A Sustainable and Liveable Community Future

The environmental agenda is about balancing economic, social and environmental needs. It is also about building a clean, healthy and liveable future. We all want to live well and hand on a lifestyle as good as, or better, than our own to those who come after us.

Unfortunately the need for proper balance and for positive change is not fully understood by many decision makers. To do this we need to get much smarter about our State’s natural limits, how we plan our communities, how we feed ourselves and how we can coexist with nature in one of the most biologically diverse parts of the world.

Today our society is in stress. Community infrastructure such as transport, water supply and power no longer meet our needs and certainly not our future needs. We waste too much and don’t protect our food growing areas sufficiently.

We envisage a future where planning and development creates communities that are largely self-sufficient, with small physical and ecological footprints. This means tackling urban sprawl and car dominance head-on, and creating healthy human-scale urban environments, with abundant local food production, water harvesting and energy generation. It means building a genuinely green economy for the future.

 

Green economy

Develop a transition strategy for Queensland with the objective of building an ecologically sustainable 21st Century economy. The Queensland economy is overly dependent upon dirty and energy intense industries. As a result, society is threatened and its future extremely vulnerable. Queensland must embrace the new and emerging opportunities provided by a green economic agenda and build a different future.

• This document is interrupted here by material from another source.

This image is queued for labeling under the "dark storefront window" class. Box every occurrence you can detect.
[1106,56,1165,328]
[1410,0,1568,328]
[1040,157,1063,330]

An ecologically sustainable agenda means removing support from polluting industries, cleaning up the mess created, investing in new and emerging modern, zero pollution industries and providing mass employment opportunities through a new green-collar workforce. It means supporting engaged communities in building their own sustainable futures.

Sustainable Population

The Queensland Government should support a National Sustainable population Policy that stabilises population at an ecologically sustainable level.

Queensland should work towards stabilising its population to an ecologically sustainable level – both on a State and regional planning basis.

Planning and legal reform

The entire marine and terrestrial environment of Queensland should be subject to comprehensive planning and regulation to ensure its ecological sustainability and the protection of whole of the community interests.

Planning at the regional or local levels must take account of the cumulative and offsite impacts of major developments, which often affect multiple regions.

Major concerns remain about historic development approvals and injurious affection.

Projects of State Significance, because of their potential impact on the environment, should have greater approval requirements than other projects. Mining and marine development areas should be subject to the same approval regulations as other development. Exploration permits must not automatically prescribe the right to extract.

The EIS process should be made more transparent through the inclusion of an independent auditing process.

All regional development plans must include and require assessment of future carrying capacity*, resource and population limits based upon agreed sustainability indicators. The instruments must monitor and review outcomes and provide funding for infrastructure and services and implementation of action plans.

Climate mitigation and adaptation must be included in any planning schemes.

A State of the Region(s) Report Card should be published annually.

* Carrying capacity (World Resources Institute) The maximum number of people or individuals of a particular species that a given part of the environment can maintain indefinitely.

Local food

Introduce a healthy food program to shift away from genetically modified produce and towards ecological farming and sustainable fisheries produce, providing food security and promoting local food.

The program should have a major bias towards promoting sustainability and health of food and its production. It should support progressive Queensland primary producers who demonstrate best practice ecological farming practices and fishers who demonstrate sustainable fisheries practices.

Waste

Introduce a strategy that set resource recovery targets with a zero waste goal. Based upon the cradle-to-cradle, waste hierarchy and extended producer responsibility (i.e. container deposit) and user-pays principles support secondary resource economy and mandate methane capture from all landfill (including legacy landfill).

We support the introduction of a waste levy (across all waste generation sectors) to provide funding for waste avoidance, re-use and resource recovery initiatives. The waste levy should be subject to scheduled increases in rates to maintain the momentum towards a zero waste society.

State Government procurement policy should preference products that are made from recycled products or secondary resources. Government should work collaboratively with the Commonwealth and other jurisdictions to ensure national waste policies outcomes are achieved and contribute to Queensland zero waste goals.